VFX Graph and batching/instancing

Hi, I am just getting started with VFX Graph, we have a game that has tons of shuriken ParticleSystems and after making a few test we could see how much faster VFX Graph is, which is awesome. However, using the Frame Debugger we have noticed that even if we have the simplest possible VFX Graph, spawning quads with the default shader and texture and doing nothing to them, in a new empty scene, with no scripts or lights or anything… unity is unable to batch the draw calls of the two separate instances of the same VFX Graph.

I have tested everything I could think of, made sure GPU instancing is enabled in the generated material, even tried disabling SRP Batcher (we are using URP), made sure there was nothing specific to our project affecting the results… so now I am unsure, is this the intended behaviour? If I have 10 instances of the same VFX Graph, outputting a simple quad with the default texture and shader, all visible… is that intended to be 10 draw calls? Verified these are separate draw calls from Frame Debugger and Render Doc (in RenderDoc I can see that they are using the same buffers, everything is in line for them to be batched into one draw call… they just arent, its like it is not supported at all). In Frame Debugger the message is either “Unknown reason” for the batch, or “different material”. Here is a screenshot of my full VFX Graph, which is as simple as possible:

Would appreciate any help or hints of what to look after, but at this point Im starting to consider if it might be a bug of our version (2022.3.50) or idk… some obscure project setting that might be breaking the batching.

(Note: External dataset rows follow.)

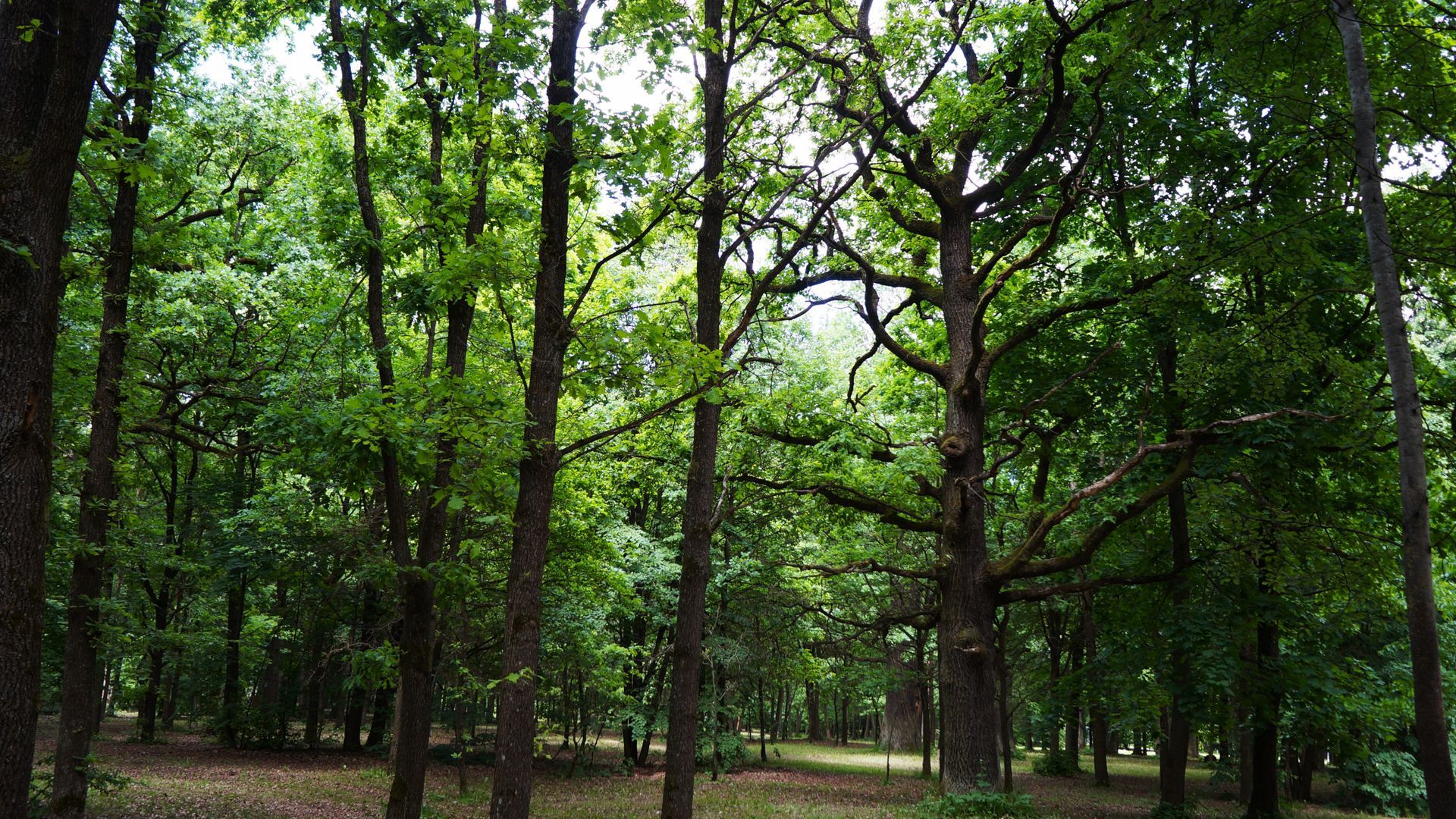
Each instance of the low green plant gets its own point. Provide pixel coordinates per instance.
(1386, 781)
(979, 805)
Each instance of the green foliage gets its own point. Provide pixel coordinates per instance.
(1386, 781)
(99, 781)
(1057, 764)
(977, 805)
(1168, 811)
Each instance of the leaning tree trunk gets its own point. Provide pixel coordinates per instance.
(79, 686)
(1420, 594)
(50, 55)
(516, 735)
(698, 507)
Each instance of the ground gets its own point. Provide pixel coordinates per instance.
(190, 776)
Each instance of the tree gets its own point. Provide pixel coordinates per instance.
(52, 55)
(1416, 557)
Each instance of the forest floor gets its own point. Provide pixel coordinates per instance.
(190, 776)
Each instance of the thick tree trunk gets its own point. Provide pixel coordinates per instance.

I think separate instances of a VFX graph aren’t batched together. I followed this to make a single instance of my VFX graph render multiple instances.

Hi!

It may seem strange, but it is actually expected. Don’t worry, it should not have a big performance impact.

When using instancing, like you said, we try to batch compute dispatches and drawcalls together. But sometimes it is not possible, or it is not the best option.

In this particular case, it seems that the drawcalls are split because indirect draw is enabled, which is the default for transparent particle outputs.

With indirect draw, each instance may have a different number of particles being rendered. If we drew all instances together, it would not be trivial to identify which particle belongs to which system. A solution for this would be building a prefix sum and use binary search to identify the instance. Instead of this, we decided to render separate drawcalls.

As I said before, that does not necessarily mean a big CPU cost. Regular drawcalls require some processing to set the shader, uniforms, etc. But it is not the case here. Shader is set up only once for each set of instances, with just the minimum information being uploaded between drawcalls, instead of once per drawcall.

A good way to compare with non-instanced rendering is to look for the “ApplyShader” marker in the profiler.

Be aware that ApplyShader may be called more than once per batch. For instance, if you have other transparent objects in between your instances, it will be split in several groups.

Another reason to split batches can be using different exposed textures for each instance.

Anyway, if your compute shaders are batched, instancing should be working fine :slight_smile:

Hope that helps!